Urgent warning after two Americans die from fungal brain infection linked to cheap plastic surgeries in Mexico
TWO AMERICANS have died of suspected fungal infections in their brain and spinal cord after traveling to Mexico for cheap cosmetic surgery.
Another 18 people in the US are suspected of contracting a condition called fungal meningitis after undergoing surgery, including liposuction, under epidural anesthesia in Matamoros, Tamaulipas, Mexico.
And the Centers for Disease Control and Prevention (CDC) is monitoring another 206 who may have been exposed, the agency said in a statement May 24 update released.
Commonly used during labor, delivery, and other surgeries, epidural anesthesia involves injecting an anesthetic directly into the spine—specifically, into a space around the spinal nerves called the epidural space.
At least two specific clinics have been linked to the fungal meningitis outbreak: The River Side Surgical Center and Clinica K-3, located just across the Brownsville, Texas border.
Mexico’s Health Ministry and the CDC on May 13 closed a list of 221 US patients who may be at risk for meningitis based on records of procedures at those clinics between January 1 and May 13, the said US agency with.
Three additional patients not on the list have been identified by the CDC, bringing the total number of Americans known to have been exposed to the disease to 224 — the agency is working with state health officials to contact them.
It urged anyone who had an epidural at one of those clinics during that time period to go to a health center, emergency room, or emergency department as soon as possible to get tested for meningitis, even if they don’t have symptoms.
Antifungal drugs are given to people who test positive for an infection; Those who test negative are being asked to watch for symptoms and possibly come back in two weeks for further testing.
The CDC determined that fungal meningitis infections are not contagious and do not spread from person to person
But it urged anyone who booked a procedure in Matamoros, Mexico, that involved an epidural injection of an anesthetic to cancel it “until there is evidence these clinics are no longer at risk of infection.”
The CDC first became aware of the outbreak on May 8 after Texas state officials were notified of two patients hospitalized in Texas with symptoms of meningitis — headache, fever, photophobia, neck stiffness — who are about two to four weeks after cosmetic procedures occurred at the River Side Surgical Center.
Two other Texas women were hospitalized with similar symptoms after undergoing surgery at Clinica K-3.
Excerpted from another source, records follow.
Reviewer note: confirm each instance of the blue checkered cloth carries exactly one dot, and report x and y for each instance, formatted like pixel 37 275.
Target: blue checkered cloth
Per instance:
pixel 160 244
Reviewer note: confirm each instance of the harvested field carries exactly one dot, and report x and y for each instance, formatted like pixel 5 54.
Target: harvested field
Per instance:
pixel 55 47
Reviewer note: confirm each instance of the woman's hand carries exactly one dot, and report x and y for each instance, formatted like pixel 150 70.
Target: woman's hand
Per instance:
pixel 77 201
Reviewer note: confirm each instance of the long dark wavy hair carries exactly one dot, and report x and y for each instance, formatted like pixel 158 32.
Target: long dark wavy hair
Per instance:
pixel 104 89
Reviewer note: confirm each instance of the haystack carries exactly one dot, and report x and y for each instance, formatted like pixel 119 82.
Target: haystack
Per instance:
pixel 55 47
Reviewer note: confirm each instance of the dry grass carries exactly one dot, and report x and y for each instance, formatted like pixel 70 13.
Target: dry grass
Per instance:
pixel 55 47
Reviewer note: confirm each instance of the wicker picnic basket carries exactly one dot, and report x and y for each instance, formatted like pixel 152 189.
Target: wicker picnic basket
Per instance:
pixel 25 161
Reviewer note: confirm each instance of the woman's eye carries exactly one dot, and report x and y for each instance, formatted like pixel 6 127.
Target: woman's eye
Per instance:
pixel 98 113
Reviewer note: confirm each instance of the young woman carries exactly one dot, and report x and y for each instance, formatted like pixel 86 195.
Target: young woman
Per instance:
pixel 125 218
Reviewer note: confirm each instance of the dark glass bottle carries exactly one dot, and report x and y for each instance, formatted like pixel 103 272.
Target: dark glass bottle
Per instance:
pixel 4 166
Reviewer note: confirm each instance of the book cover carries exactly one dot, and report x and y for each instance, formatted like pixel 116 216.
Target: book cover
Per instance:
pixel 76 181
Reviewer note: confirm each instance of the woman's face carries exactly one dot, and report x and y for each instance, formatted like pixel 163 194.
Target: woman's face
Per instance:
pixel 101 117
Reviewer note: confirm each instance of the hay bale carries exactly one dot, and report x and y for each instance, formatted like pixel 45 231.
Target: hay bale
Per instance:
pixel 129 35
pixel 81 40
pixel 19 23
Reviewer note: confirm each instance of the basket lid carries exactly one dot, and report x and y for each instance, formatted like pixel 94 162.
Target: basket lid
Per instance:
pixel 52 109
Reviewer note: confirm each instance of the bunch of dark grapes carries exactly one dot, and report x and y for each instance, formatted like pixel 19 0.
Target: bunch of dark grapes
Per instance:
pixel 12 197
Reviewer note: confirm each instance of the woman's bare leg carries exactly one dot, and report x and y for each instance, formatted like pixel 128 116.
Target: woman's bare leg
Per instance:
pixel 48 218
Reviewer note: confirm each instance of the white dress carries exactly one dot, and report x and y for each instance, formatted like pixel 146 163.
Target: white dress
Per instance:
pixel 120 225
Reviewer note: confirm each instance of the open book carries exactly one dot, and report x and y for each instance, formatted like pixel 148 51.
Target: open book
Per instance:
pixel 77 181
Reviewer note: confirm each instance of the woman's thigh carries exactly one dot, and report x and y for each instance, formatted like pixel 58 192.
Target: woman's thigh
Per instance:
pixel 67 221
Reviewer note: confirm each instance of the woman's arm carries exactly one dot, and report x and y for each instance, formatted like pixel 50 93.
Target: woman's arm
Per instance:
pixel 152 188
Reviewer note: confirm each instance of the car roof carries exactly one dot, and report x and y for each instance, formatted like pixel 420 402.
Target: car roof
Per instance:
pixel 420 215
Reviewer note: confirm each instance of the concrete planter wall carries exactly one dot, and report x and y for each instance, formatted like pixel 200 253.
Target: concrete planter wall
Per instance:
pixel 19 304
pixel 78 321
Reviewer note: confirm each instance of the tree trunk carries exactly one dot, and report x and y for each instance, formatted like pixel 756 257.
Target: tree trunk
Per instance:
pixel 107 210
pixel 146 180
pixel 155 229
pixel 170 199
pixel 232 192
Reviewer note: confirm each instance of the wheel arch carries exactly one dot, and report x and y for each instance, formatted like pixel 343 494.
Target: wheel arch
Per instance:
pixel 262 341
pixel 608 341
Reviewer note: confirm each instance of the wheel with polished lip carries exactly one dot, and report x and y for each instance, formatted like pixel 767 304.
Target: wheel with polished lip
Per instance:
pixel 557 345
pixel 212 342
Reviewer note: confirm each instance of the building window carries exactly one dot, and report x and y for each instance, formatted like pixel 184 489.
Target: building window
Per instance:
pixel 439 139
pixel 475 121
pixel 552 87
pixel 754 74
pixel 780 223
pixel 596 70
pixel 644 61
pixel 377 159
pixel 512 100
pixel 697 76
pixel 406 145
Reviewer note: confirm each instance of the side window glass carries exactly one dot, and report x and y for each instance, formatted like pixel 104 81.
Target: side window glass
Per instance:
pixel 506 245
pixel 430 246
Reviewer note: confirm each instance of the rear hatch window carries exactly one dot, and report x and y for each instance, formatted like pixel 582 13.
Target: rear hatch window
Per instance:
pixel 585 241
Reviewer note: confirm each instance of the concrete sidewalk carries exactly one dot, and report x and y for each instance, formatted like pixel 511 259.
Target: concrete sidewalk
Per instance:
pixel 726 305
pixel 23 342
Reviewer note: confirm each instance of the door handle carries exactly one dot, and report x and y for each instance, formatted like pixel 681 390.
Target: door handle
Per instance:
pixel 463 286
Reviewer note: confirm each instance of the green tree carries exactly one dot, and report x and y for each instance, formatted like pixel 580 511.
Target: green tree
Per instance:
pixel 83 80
Medical tourism to Mexico is increasing as people seek cheaper procedures and shorter wait times for treatment, especially for dental, surgery, cosmetic, fertility and other procedures, it said CNN Health.
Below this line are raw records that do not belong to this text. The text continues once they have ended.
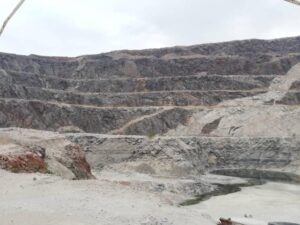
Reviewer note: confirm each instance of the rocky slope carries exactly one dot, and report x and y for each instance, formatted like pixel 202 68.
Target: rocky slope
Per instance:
pixel 117 88
pixel 166 113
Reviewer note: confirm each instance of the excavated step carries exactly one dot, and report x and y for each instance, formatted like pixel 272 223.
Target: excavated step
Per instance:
pixel 192 82
pixel 133 99
pixel 237 57
pixel 52 116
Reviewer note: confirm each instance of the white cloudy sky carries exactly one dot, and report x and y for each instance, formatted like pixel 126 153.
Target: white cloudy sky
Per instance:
pixel 75 27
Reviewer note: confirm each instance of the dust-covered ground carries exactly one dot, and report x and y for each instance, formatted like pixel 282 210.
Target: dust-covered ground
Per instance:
pixel 31 199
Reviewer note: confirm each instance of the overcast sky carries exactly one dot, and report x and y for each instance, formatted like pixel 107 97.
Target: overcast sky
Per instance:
pixel 76 27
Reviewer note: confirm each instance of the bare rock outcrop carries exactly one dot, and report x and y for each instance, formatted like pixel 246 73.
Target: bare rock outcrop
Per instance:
pixel 33 151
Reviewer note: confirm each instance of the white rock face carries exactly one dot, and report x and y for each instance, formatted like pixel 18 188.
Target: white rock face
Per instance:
pixel 257 116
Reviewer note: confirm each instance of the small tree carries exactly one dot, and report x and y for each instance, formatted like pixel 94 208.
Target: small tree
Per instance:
pixel 10 16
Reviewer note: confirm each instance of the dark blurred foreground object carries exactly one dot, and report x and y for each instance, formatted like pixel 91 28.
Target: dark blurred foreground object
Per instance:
pixel 11 15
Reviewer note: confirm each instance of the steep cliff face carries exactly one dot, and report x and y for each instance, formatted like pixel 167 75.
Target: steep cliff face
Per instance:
pixel 110 92
pixel 215 106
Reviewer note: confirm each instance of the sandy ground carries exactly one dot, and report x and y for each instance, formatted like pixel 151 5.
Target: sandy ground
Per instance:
pixel 31 199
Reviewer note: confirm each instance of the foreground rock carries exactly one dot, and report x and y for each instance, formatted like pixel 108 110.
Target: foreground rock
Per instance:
pixel 32 151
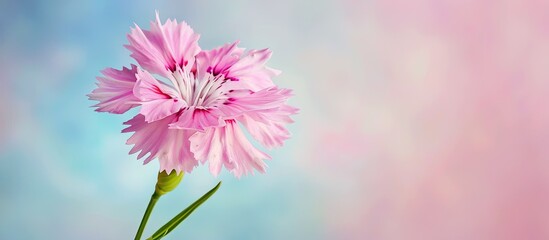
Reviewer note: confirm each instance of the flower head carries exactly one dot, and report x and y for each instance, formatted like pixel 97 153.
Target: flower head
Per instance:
pixel 191 112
The recent outbreak of fungal meningitis is reminiscent of an outbreak that began a year ago in Durango, a Mexican state just west of Tamaulipas.
In this outbreak, epidural anesthesia was associated with at least 80 cases of fungal meningitis, 39 of which were fatal.
Almost all cases involved women undergoing gynecological and obstetric procedures.
Laboratory tests linked the meningitis cases to a specific fungal pathogen: Fusarium solani, but health officials have yet to link a specific pathogen to this latest outbreak in Matamoros.
Fusarium fungi occur naturally in the environment (organic matter, soil and water) and are known to contaminate improperly manufactured pharmaceutical products. Ars Technica reported.
A rare bacterial infection linked to contaminated eye drops also claimed the lives of four Americans this year.
Symptoms of fungal mengitis
Symptoms of fungal meningitis can take weeks to develop, and they can be very mild or absent at first.
- stiff neck
- nausea and vomiting
- Eyes are more sensitive to light (photophobia)
- Altered mental status, confusion
According to the CDC, fungal meningitis can develop when a fungal infection is accidentally introduced during a medical or surgical procedure, or spreads to the brain or spinal cord from elsewhere in the body.
Although anyone can get fungal meningitis, those with compromised immune systems are at increased risk. Certain health conditions, medications, and surgical procedures can weaken the immune system.
Fungal meningitis is treated with oral medications and medications injected through a vein. The duration of treatment may vary depending on the type of fungus.